EKBIS.CO, JAKARTA -- Perhimpunan Bantuan Hukum & HAM Indonesia (PBHI) mengkritik pedas penerbitan Perpu Cipta Kerja No. 2 Tahun 2022. PBHI menganggap dalih penerbitan aturan itu hanya akal-akalan Pemerintah saja.
PBHI menilai keadaan darurat negara yang menjadi dalih penerbitan Perpu itu tergolong tidak tepat, bahkan cenderung mengada-ngada. Perpu itu hadir dengan alasan kegentingan mendesak atas ancaman krisis ekonomi global dan kekosongan hukum sehingga diperlukan peraturan untuk mempermudah arus investasi.
"Membaca kondisi ekonomi yang buruk mustinya berkaca pada kinerja Pemerintahan Jokowi yang ambruk. Pembentukan Perpu No. 2/2022 dalam ihwal kegentingan memaksa tidak memenuhi Ketentuan Pasal 22 ayat (1) UUD ‘45 dan Putusan MK No. 138/PUU-VII/2009," kata Ketua PBHI Julius Ibrani dalam keterangannya, Senin (9/1/2023).
PBHI menyebut alasan kegentingan mendesak dalam Perpu No 2/2022 menghilangkan sejumlah HAM dalam hal pemerintahan dan pembentukan peraturan perundang-undangan.
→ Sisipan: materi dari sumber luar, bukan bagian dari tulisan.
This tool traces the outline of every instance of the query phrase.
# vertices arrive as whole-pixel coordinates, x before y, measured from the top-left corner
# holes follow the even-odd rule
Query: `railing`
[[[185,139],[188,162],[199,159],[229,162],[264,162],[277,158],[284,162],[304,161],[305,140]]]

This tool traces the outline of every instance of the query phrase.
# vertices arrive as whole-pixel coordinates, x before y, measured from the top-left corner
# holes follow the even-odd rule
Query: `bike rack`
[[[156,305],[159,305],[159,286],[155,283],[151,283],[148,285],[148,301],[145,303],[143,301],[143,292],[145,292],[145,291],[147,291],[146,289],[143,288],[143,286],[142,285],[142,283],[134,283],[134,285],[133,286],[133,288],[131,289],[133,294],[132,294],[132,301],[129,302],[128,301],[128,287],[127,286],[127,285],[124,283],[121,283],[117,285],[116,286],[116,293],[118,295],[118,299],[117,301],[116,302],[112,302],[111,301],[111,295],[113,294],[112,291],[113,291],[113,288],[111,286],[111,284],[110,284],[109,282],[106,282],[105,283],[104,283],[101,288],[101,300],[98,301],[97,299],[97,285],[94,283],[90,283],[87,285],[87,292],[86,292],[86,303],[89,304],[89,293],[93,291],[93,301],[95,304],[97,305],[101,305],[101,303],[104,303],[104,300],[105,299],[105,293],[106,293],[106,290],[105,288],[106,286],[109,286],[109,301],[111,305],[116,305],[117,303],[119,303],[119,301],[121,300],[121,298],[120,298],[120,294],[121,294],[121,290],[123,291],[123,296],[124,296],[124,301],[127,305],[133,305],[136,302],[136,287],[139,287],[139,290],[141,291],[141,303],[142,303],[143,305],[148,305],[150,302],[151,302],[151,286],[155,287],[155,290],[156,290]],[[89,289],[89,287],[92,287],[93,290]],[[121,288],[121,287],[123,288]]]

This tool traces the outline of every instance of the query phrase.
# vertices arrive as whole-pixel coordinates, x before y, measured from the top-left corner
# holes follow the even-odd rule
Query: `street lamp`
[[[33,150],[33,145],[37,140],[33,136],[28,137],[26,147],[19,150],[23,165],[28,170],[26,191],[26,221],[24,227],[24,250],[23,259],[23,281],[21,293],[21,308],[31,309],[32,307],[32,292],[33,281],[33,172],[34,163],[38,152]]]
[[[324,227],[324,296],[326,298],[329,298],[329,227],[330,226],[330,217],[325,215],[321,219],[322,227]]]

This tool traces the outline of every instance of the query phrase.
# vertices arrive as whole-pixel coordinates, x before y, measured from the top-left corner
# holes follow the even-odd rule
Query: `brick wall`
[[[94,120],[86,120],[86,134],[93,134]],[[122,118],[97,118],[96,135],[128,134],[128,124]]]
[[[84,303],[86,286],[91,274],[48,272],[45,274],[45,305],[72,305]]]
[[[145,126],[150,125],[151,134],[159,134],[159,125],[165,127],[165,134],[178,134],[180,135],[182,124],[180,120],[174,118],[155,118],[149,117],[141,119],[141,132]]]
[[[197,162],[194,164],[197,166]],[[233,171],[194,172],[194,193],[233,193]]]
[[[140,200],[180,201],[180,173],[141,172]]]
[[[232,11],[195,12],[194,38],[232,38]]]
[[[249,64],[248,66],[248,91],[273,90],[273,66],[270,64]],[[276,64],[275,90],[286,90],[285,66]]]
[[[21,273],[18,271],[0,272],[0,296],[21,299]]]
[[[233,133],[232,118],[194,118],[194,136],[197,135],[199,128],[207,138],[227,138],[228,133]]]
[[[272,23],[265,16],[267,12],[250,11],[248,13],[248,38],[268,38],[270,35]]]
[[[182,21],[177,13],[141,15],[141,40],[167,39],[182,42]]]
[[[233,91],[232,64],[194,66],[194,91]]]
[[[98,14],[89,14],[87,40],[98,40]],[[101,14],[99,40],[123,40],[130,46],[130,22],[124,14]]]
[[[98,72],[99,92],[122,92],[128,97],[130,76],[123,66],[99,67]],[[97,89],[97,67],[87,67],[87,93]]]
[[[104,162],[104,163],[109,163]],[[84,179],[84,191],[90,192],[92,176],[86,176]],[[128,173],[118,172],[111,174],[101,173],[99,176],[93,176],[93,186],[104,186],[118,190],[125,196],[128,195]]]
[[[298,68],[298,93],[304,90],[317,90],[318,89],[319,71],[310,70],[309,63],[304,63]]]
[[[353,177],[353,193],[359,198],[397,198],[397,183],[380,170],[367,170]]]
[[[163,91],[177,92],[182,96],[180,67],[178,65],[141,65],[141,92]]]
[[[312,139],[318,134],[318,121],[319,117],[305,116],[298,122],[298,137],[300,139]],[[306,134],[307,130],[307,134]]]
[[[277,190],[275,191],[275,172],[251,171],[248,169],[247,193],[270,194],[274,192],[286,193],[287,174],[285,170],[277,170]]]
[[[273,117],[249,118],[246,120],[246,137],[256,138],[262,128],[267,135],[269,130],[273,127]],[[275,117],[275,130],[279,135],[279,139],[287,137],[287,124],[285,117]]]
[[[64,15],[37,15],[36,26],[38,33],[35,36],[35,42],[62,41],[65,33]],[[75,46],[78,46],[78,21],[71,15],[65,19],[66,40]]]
Pertama, terjadi pelanggaran hak partisipasi rakyat dalam pemerintahan (Pasal 28 D ayat (3) UUD 45, Pasal 43 Ayat (2) dan Pasal 44 UU No. 39/1999 tentang HAM), karena tidak dapat memberikan masukan dan usulan.
Kedua, tertutupnya ruang partisipasi masyarakat juga menyebabkan terlanggarnya hak kebebasan berpendapat dan berekspresi (Pasal 28E Ayat (3) UUD 45, Pasal 23 Ayat (2) No. 39/1999 tentang HAM), serta hak untuk berkomunikasi dan memperoleh informasi (Pasal 28F UUD 45 dan Pasal 14 UU No. 39/1999 tentang HAM).
"Ketiga, tujuan utama 'menyulap' ruang partisipasi bermakna adalah substansi Perpu No. 2/2022 sebagaimana Omnibus Law Ciptaker yang memperburuk kebijakan HAM di banyak aspek," ujar Julius.
Oleh karena itu, PBHI mendorong Ombudsman RI untuk memeriksa maladministrasi proses pembentukan Perpu No. 2/2022.
"Kemudian Komnas HAM RI juga bisa mendalami pelanggaran HAM akibat cacat formil Perpu dan substansi yang mengebiri HAM," ucap Julius.
Sebelumnya, UU Omnibus Law Cipta Kerja No. 11 Tahun 2020 (Omnibus Law Ciptaker) telah dinyatakan Inkonstitusional bersyarat oleh Mahkamah Konstitusi akibat cacat formil berdasarkan Putusan MK No. 91/PUU-XVIII/2020, dengan mandat perbaikan dalam 2 tahun. Artinya, Pemerintah dilarang melakukan tindakan/membentuk kebijakan yang bersifat strategis dan berdampak luas, serta tidak dibenarkan menerbitkan peraturan pelaksana baru yang berkaitan dengan Omnibus Law Ciptaker.
Pertimbangan Hakim Konstitusi pada halaman 412-414 menegaskan kecacatan formil terjadi akibat ketiadaan partisipasi masyarakat secara maksimal dan bermakna (meaningful participation) berbasis Asas Keterbukaan pada Pasal 5 Huruf (g) dan Pasal 96 UU No. 12/2011 tentang Pembentukan Peraturan Perundang-Undangan, yang merupakan perintah konstitusi pada Pasal 22A UUD Negara RI Tahun 1945. Lebih jauh, Pasal 22A UUD ’45 adalah pelaksanaan demokrasi deliberatif yang dimandatkan Sila ke-4 Pancasila.